Mr. Durma showed me a mass grave for the victims of the strike in a school.
The entire new graves include the bodies of people killed in shelling a major market in January: at least 120 people have been killed.
We tell us that RSF is responsible, shooting at the US-controlled Omderman areas. But both sides are convicted of war crimes – the military is accused of mass murder elsewhere.
The bodies of the dead come from the hospital directly, who calls the grave to see if he should prepare for burial. The process is efficient, and fast.
“We will bury them immediately, because it is not a (trustful) refrigerator,” said Mr. Durma.
“The cemetery is safe. The graves are ready. Tables are ready. People who bury are present in the cemetery.
“When it’s not for sleep, it’s burying until the last body, then I sleep for half an hour or 15 minutes until I get another relationship.
“People die from bullets, from shelling. People are killed while sitting at home. There are many deaths.
His phone rings again. Another body is ready for burial.

The prayers for the dead have become a regular ceremony in Al-Mabroca, a neighborhood in the al-Tara district of western Omderman, which is on fire line between the army and RSF.
A group of friends gather around Abazar Abdul-Hab in the mosque to offer their condolences, raise their hands when they read the verses from the Qur’an.
The previous day we met Abdul Habib Hospital, where he carried his brother and nephew. When they took their son to school, they were caught fire.
In the family’s house, a little girl, Omnya, woke up and wake up in pain.
He was in his mother’s arms when the peel hit him, and he was only saved with a foot injury. His survival is seen as a miracle.
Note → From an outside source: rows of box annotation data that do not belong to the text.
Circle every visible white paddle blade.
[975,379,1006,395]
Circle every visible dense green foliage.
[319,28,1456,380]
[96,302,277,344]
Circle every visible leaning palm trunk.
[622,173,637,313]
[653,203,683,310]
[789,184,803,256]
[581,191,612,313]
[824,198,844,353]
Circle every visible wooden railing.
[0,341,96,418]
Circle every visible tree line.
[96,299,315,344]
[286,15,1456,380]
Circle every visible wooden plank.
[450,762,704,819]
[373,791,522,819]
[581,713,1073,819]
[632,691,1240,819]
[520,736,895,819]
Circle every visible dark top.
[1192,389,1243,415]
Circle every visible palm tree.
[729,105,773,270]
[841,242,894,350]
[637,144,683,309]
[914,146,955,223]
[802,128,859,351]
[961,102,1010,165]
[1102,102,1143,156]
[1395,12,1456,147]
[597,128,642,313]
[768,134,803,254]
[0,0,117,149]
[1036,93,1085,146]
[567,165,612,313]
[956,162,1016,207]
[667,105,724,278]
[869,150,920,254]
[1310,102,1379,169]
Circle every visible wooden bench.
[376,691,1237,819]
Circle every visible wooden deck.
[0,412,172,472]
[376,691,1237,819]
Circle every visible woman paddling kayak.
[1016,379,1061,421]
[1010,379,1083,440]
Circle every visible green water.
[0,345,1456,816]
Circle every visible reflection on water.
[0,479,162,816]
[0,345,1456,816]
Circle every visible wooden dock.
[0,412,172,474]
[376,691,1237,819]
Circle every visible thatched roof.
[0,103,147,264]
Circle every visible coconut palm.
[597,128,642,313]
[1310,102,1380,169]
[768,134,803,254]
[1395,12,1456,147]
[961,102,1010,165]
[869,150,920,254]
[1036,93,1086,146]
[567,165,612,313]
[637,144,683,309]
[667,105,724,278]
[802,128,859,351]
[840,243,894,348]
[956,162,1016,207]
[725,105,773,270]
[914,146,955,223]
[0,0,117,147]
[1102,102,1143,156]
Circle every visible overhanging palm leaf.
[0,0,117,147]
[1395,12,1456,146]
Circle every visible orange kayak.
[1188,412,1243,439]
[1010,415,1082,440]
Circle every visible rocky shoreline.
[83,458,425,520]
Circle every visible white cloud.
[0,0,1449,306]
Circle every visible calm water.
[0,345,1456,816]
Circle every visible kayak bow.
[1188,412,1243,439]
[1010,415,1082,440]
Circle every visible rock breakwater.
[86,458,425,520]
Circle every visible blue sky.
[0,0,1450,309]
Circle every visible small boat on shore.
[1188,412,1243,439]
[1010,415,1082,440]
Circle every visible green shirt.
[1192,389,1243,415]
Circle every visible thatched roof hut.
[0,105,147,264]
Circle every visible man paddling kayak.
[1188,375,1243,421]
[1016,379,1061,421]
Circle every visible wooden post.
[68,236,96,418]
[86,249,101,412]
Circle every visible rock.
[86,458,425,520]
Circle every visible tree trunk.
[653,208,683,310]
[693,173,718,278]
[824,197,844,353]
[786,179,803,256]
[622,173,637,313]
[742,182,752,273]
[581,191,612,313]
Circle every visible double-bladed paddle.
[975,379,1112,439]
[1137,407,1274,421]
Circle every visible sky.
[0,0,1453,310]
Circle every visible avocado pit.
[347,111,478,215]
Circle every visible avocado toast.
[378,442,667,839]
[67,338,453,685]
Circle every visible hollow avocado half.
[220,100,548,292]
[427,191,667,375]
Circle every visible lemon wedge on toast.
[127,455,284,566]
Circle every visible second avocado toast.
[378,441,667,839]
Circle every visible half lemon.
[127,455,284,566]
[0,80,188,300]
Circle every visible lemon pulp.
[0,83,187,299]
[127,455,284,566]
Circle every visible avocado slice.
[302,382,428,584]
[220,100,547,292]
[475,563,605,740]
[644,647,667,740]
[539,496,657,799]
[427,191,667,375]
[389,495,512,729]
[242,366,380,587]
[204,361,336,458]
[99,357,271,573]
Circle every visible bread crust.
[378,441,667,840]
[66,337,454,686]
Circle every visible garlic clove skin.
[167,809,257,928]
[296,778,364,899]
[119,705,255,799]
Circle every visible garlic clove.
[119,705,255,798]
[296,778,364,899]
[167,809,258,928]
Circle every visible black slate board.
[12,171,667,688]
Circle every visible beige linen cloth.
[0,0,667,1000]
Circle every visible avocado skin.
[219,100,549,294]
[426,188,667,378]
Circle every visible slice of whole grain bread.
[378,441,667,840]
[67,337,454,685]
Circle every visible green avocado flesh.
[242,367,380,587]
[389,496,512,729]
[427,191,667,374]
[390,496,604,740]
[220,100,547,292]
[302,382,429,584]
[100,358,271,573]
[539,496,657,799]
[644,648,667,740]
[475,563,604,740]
He was orphaned with three brothers.
“We are telling them what happened, about the shelling and the fighting,” Omnya said.
“They are the next generation, we will not allow this to affect them in the future. We will try to create their parents’ love for them, although it is difficult. But this is a destiny.
I contacted women in society who were crowded in a nearby room for the mourning of the dead, as they did several times in this war.
On the same day, three other people were killed in the shelling, including two young sons.
Nothing is possible like a normal life, they told me.
“We are hiding under the beds when the shelling starts,” Ilham Abdulrahman said.
“The man hit our house and killed his neighbor in the steps of our door.
“If there is an early morning there is shelling, we will go to the market to buy food,” he said.
“If it doesn’t happen, we have to sit down and wait until the shelling comes. After stopping, people go and gather what they need to live.
“Children are always in a terrorist situation,” he said.
“We lose our children every day. Students can not live, there is no education. There is always a state of fear, we are always in a state of sorrow.
If the US military takes control of the capital, at least the shelling will stop here.
But the war will continue elsewhere in the country and its wounds will be shed for the coming years.